What You Need To Know
- HB 312 would add residency requirement to anyone interested in filing a records request
- Supporters say the government is overburdened with requests for records
- A new version of the bill unveiled in a Senate committee broadens the definition of a resident
- It also doesn’t require the use of a special request form anymore, and it allows national news organizations to file requests
Supporters, including sponsoring Rep. Bart Rowland (R-Tompkinsville), say the government is overburdened with requests for records.
“It attempts to address the enormous amounts of public records our public agencies are receiving from out-of-state groups,” Rowland said.
A new version of the bill unveiled in a Senate committee makes a few key changes to the original proposal, like broadening the definition of a resident to someone who works or has property in Kentucky.
It also doesn’t require the use of a special request form anymore, and it allows national news organizations to file requests.
J.D. Chaney with the Kentucky League of Cities says the new version will still help government agencies.
“It’s been a good process, I think, discussing with senators as we’ve worked on this bill,” Chaney said. “It still accomplishes our main objective.”
House Bill 312 was introduced late last month after the deadline to file new bills. Republican lawmakers gutted the original bill, which served no real legislative purpose, replaced it with the new open records language, and passed it in the House within 24 hours of the bill first becoming public.
Many open government and press organizations worry it will close off access to public records.
“The good news is, and I’m very happy to say, that we think this revised bill is a substantially better bill,” said Amye Bensenhaver with the Kentucky Open Government Coalition. “We do have continuing concerns.”
Bensenhaver says the residency requirement will be difficult to implement.
“I don’t think it’s going to achieve the desired goal,” Bensenhaver said. “I don’t think it’s going to relieve public agencies of the burdens they already have.
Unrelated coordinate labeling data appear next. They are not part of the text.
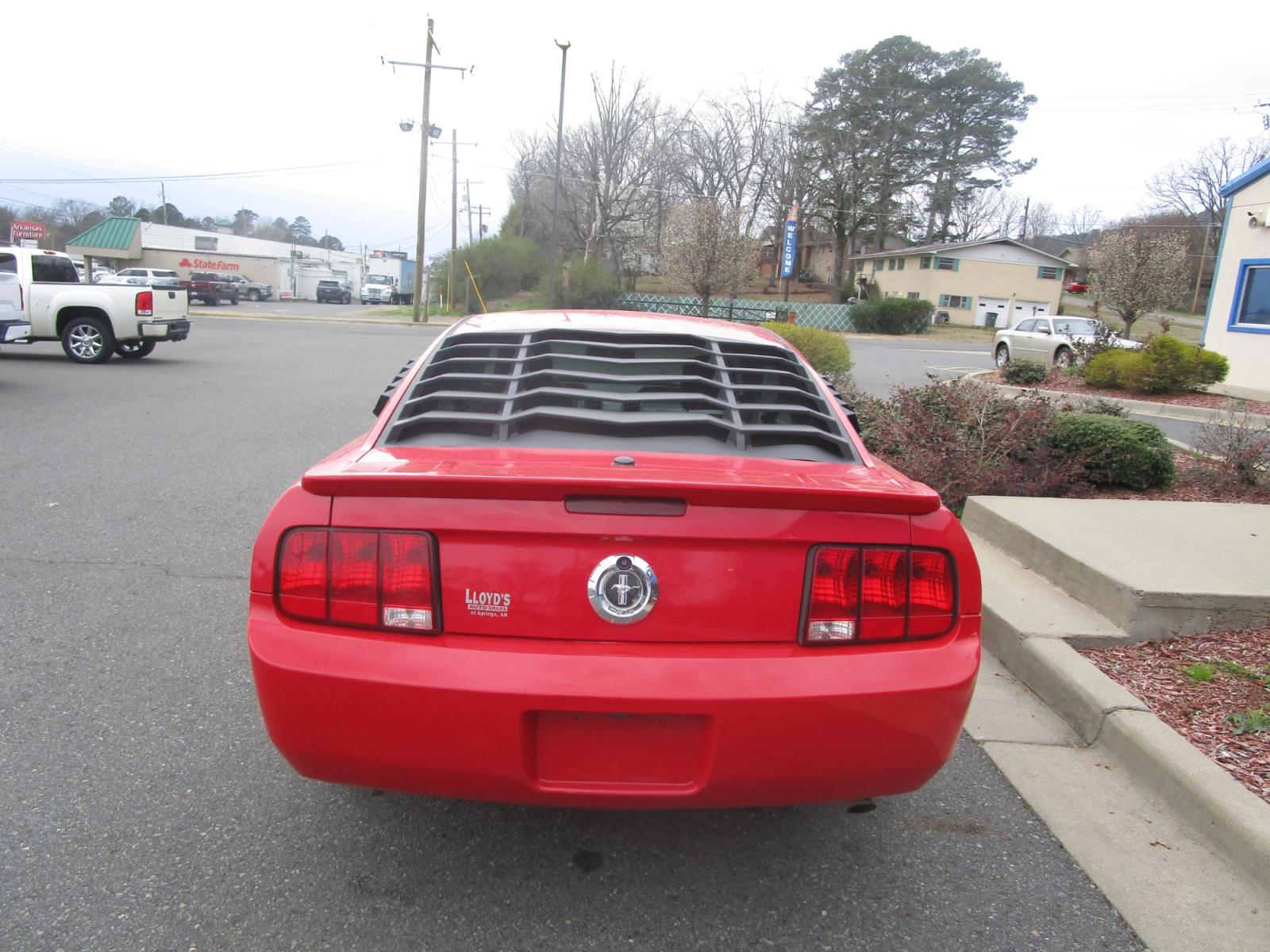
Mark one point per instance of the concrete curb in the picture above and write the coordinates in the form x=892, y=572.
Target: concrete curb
x=1172, y=412
x=300, y=319
x=1232, y=819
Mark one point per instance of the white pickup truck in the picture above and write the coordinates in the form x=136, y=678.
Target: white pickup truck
x=93, y=321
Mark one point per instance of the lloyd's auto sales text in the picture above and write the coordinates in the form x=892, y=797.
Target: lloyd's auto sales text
x=203, y=264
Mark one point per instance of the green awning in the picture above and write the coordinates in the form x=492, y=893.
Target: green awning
x=114, y=238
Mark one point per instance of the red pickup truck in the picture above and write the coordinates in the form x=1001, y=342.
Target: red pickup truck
x=614, y=560
x=211, y=289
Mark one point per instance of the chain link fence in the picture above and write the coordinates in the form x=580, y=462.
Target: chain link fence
x=810, y=314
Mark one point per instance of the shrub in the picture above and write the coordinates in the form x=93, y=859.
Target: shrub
x=590, y=285
x=1238, y=446
x=1022, y=372
x=827, y=352
x=503, y=266
x=892, y=315
x=1094, y=405
x=1104, y=340
x=1110, y=368
x=1115, y=451
x=964, y=438
x=1165, y=365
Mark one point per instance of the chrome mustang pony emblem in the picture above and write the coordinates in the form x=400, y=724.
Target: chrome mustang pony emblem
x=622, y=589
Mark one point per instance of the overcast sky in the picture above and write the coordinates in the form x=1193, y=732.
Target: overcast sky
x=167, y=90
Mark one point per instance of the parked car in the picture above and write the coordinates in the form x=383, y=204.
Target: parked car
x=213, y=287
x=251, y=290
x=614, y=560
x=93, y=321
x=1049, y=340
x=334, y=291
x=145, y=274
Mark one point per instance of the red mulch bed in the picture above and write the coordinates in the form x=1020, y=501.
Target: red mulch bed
x=1198, y=710
x=1075, y=385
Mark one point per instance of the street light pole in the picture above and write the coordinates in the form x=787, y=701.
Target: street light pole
x=556, y=196
x=423, y=186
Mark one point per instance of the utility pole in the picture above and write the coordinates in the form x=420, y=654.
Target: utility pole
x=1199, y=273
x=556, y=196
x=454, y=209
x=468, y=201
x=419, y=290
x=454, y=213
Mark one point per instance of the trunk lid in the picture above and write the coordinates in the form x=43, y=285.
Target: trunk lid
x=521, y=533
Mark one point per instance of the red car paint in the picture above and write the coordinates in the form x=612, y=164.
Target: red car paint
x=527, y=695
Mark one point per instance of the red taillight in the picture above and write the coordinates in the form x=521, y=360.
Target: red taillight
x=864, y=593
x=356, y=577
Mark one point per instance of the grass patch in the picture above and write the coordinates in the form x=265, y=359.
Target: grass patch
x=1142, y=328
x=962, y=334
x=1251, y=720
x=1199, y=672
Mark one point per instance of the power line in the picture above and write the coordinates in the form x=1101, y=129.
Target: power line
x=194, y=177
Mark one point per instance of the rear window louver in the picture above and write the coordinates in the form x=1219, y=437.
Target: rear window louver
x=615, y=391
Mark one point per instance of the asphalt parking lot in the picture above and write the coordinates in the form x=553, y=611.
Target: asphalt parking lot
x=143, y=808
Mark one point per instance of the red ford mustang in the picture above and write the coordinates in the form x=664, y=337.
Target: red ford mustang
x=614, y=560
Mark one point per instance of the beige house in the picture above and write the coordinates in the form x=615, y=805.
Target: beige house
x=990, y=283
x=1237, y=321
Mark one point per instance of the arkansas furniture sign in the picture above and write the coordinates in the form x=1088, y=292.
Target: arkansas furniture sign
x=25, y=230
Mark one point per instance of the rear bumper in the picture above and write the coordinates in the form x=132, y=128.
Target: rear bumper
x=14, y=330
x=610, y=725
x=164, y=330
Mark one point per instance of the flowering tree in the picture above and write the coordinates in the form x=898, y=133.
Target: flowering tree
x=1136, y=272
x=705, y=251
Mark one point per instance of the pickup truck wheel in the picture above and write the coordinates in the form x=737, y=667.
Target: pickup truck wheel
x=135, y=349
x=88, y=340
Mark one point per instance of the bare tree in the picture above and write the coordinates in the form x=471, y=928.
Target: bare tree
x=530, y=186
x=1041, y=221
x=1083, y=221
x=724, y=149
x=1136, y=272
x=706, y=251
x=1193, y=186
x=984, y=213
x=610, y=164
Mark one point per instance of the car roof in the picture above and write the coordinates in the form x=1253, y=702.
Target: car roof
x=613, y=321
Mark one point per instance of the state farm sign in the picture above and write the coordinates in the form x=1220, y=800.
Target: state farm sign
x=29, y=230
x=207, y=264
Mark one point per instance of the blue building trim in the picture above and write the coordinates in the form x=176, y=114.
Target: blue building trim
x=1240, y=281
x=1217, y=270
x=1246, y=179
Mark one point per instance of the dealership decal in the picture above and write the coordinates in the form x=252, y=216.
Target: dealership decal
x=488, y=605
x=205, y=264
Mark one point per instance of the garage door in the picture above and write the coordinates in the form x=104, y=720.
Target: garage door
x=1030, y=309
x=992, y=313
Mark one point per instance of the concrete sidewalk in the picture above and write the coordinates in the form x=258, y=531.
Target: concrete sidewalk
x=1179, y=846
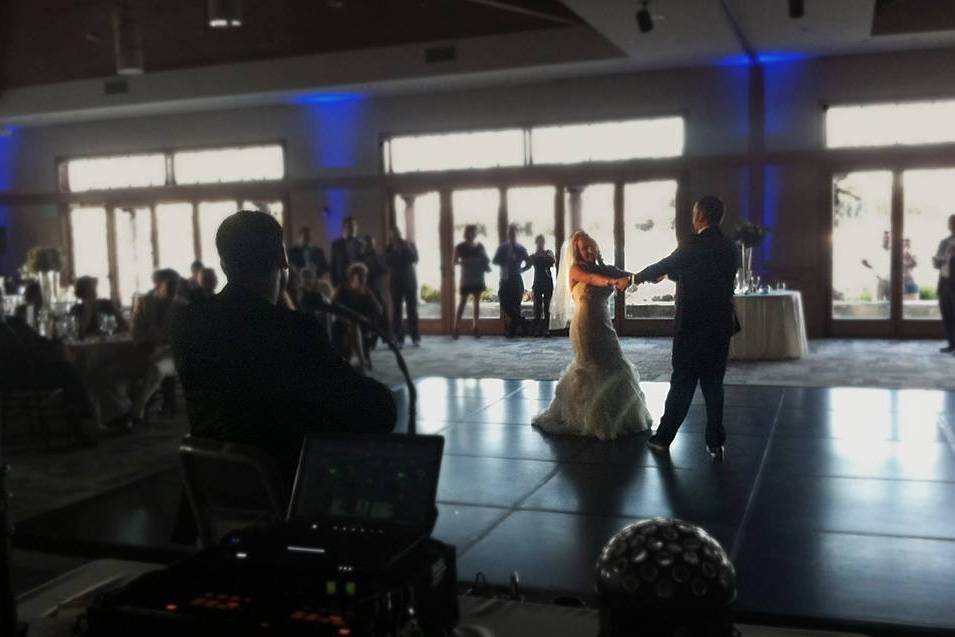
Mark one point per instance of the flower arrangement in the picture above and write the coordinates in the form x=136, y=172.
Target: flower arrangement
x=749, y=234
x=44, y=259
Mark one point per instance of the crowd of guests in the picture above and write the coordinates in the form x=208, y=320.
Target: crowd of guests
x=514, y=261
x=380, y=286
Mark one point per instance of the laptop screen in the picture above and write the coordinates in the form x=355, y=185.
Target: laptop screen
x=381, y=479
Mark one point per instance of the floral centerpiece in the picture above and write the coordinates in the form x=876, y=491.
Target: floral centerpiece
x=748, y=235
x=46, y=263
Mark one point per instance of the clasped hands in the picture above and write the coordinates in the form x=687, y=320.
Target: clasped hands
x=626, y=281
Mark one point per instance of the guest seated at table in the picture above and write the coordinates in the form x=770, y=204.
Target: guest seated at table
x=149, y=363
x=256, y=372
x=32, y=303
x=351, y=339
x=30, y=362
x=208, y=282
x=90, y=310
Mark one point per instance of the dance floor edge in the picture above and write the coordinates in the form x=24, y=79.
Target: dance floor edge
x=837, y=506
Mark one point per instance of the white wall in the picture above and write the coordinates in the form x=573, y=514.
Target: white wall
x=343, y=138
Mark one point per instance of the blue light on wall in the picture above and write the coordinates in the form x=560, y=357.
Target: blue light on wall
x=9, y=138
x=767, y=57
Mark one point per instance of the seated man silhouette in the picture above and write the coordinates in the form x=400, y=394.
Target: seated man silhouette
x=255, y=371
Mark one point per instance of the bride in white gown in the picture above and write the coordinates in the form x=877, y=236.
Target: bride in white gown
x=599, y=393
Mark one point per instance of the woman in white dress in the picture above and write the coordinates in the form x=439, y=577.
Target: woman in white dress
x=599, y=393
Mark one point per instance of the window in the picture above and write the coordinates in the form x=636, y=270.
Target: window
x=175, y=237
x=134, y=251
x=456, y=151
x=571, y=144
x=90, y=252
x=250, y=163
x=125, y=171
x=890, y=124
x=139, y=247
x=608, y=141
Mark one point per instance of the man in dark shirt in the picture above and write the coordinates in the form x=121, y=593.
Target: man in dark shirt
x=346, y=250
x=513, y=259
x=705, y=271
x=305, y=255
x=258, y=373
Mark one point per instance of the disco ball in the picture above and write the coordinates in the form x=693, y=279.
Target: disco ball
x=654, y=571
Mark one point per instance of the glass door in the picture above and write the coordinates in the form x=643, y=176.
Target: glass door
x=862, y=247
x=418, y=218
x=532, y=210
x=928, y=205
x=649, y=234
x=135, y=258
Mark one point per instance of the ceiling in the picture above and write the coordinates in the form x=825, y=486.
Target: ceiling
x=50, y=41
x=692, y=32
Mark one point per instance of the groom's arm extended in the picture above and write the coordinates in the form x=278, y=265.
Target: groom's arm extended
x=670, y=266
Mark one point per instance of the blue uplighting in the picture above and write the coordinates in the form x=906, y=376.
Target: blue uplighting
x=8, y=146
x=768, y=57
x=327, y=98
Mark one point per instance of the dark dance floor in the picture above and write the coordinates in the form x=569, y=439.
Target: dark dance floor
x=837, y=505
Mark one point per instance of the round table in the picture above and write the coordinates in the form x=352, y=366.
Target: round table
x=774, y=327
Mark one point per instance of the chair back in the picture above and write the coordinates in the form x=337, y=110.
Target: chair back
x=230, y=486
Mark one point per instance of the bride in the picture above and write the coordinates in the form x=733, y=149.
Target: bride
x=599, y=393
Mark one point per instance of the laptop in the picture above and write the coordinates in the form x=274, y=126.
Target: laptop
x=361, y=493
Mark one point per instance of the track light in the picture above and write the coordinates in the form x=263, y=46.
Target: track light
x=225, y=14
x=644, y=19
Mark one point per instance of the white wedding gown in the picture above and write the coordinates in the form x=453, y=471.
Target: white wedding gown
x=599, y=393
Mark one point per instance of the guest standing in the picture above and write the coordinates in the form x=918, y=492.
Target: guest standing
x=543, y=288
x=513, y=259
x=258, y=373
x=402, y=256
x=472, y=257
x=379, y=278
x=946, y=290
x=345, y=250
x=305, y=255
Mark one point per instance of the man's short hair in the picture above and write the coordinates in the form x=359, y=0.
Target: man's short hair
x=359, y=269
x=712, y=209
x=250, y=244
x=166, y=275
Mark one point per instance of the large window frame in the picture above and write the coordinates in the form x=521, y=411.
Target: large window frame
x=114, y=200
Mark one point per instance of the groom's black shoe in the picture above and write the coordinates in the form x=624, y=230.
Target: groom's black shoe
x=657, y=445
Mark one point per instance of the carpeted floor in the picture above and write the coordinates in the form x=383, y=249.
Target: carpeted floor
x=831, y=363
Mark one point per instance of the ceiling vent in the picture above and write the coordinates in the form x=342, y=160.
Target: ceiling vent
x=904, y=17
x=440, y=54
x=127, y=40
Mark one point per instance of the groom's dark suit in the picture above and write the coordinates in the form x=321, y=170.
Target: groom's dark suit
x=705, y=271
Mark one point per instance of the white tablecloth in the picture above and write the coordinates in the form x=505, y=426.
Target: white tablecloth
x=774, y=327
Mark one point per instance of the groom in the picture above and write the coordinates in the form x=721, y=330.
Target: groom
x=705, y=271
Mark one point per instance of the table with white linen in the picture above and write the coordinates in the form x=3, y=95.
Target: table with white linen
x=774, y=327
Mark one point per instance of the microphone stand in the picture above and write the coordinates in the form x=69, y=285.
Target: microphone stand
x=344, y=312
x=8, y=603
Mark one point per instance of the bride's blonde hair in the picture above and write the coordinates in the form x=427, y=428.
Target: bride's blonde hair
x=581, y=235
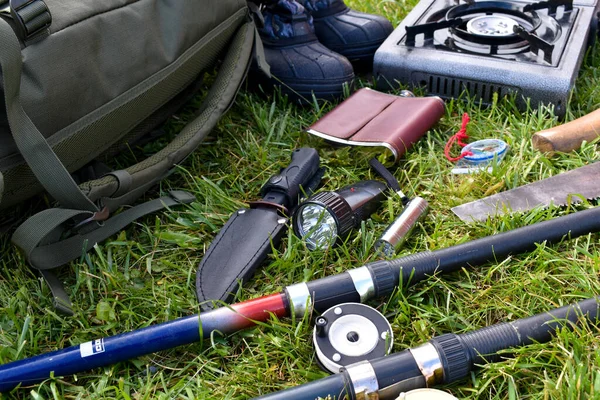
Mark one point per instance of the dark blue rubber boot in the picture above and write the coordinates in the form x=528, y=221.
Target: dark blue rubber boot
x=351, y=33
x=300, y=65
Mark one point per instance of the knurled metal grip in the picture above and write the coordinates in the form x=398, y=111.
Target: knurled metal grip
x=298, y=296
x=363, y=379
x=363, y=282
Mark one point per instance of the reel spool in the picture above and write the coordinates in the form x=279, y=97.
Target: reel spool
x=349, y=333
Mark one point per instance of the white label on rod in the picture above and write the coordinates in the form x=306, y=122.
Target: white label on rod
x=91, y=348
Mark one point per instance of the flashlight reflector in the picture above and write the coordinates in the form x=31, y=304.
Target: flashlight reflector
x=328, y=216
x=317, y=226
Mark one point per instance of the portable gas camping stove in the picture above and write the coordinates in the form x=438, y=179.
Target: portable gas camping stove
x=533, y=49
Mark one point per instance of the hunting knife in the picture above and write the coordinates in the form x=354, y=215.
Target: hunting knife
x=251, y=233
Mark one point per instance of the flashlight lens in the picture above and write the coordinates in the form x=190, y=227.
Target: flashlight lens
x=317, y=226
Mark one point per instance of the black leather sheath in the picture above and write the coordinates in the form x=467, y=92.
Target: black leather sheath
x=240, y=247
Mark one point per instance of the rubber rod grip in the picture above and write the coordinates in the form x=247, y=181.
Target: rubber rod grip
x=334, y=386
x=569, y=136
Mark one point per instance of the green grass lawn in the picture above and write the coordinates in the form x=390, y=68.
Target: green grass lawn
x=146, y=274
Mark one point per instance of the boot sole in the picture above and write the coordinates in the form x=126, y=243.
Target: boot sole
x=303, y=91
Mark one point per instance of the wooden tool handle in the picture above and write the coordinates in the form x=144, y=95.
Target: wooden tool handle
x=569, y=136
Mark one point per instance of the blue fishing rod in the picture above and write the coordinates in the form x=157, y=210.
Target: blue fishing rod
x=376, y=279
x=442, y=360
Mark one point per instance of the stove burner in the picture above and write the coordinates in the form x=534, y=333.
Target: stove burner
x=491, y=25
x=488, y=48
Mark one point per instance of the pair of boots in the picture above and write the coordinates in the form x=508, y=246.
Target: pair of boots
x=311, y=45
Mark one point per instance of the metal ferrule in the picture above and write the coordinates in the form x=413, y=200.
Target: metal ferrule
x=364, y=381
x=428, y=360
x=299, y=298
x=363, y=282
x=395, y=235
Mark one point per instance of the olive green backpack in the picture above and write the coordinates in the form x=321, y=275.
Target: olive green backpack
x=82, y=79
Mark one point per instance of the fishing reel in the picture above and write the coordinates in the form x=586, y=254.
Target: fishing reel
x=353, y=332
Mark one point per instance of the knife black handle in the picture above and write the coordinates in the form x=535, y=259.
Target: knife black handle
x=285, y=188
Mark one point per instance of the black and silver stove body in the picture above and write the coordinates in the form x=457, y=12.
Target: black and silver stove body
x=533, y=49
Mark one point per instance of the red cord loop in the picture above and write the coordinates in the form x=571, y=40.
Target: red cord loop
x=458, y=137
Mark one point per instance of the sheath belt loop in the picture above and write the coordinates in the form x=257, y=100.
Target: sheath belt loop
x=124, y=180
x=32, y=17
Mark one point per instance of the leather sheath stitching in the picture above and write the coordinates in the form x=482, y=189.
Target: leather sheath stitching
x=232, y=284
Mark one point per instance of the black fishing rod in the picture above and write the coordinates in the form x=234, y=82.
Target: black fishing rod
x=444, y=359
x=376, y=279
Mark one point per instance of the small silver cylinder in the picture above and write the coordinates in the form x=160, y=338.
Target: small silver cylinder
x=395, y=235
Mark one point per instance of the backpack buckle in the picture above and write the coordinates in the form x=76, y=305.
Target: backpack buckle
x=98, y=216
x=31, y=17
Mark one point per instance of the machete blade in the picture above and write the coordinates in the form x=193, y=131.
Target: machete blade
x=559, y=190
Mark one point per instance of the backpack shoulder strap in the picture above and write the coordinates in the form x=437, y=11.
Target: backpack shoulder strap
x=32, y=145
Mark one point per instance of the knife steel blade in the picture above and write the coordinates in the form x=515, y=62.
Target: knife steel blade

In fact, it may impose additional burdens on public agencies.”
Two Senators voted against it in committee: Senate Minority Floor Leader Morgan McGarvey (D-Louisville) and Sen. Adrienne Southworth (R-Lawrenceburg).
Southworth believes the section dealing with records involving state lawmakers is still too restrictive.
“So I would say if we go back to the same process that everyone else uses in other states and our other two branches of government, everything is open unless it’s confidential, personal in nature, you know, whatever like that,” Southworth said.
Lawmakers say the bill will likely change a bit more before receiving a vote on the Senate floor, which could happen as early as Thursday.
Due to changes made in the Senate, the bill would have to be approved by the House again before heading to the governor’s desk.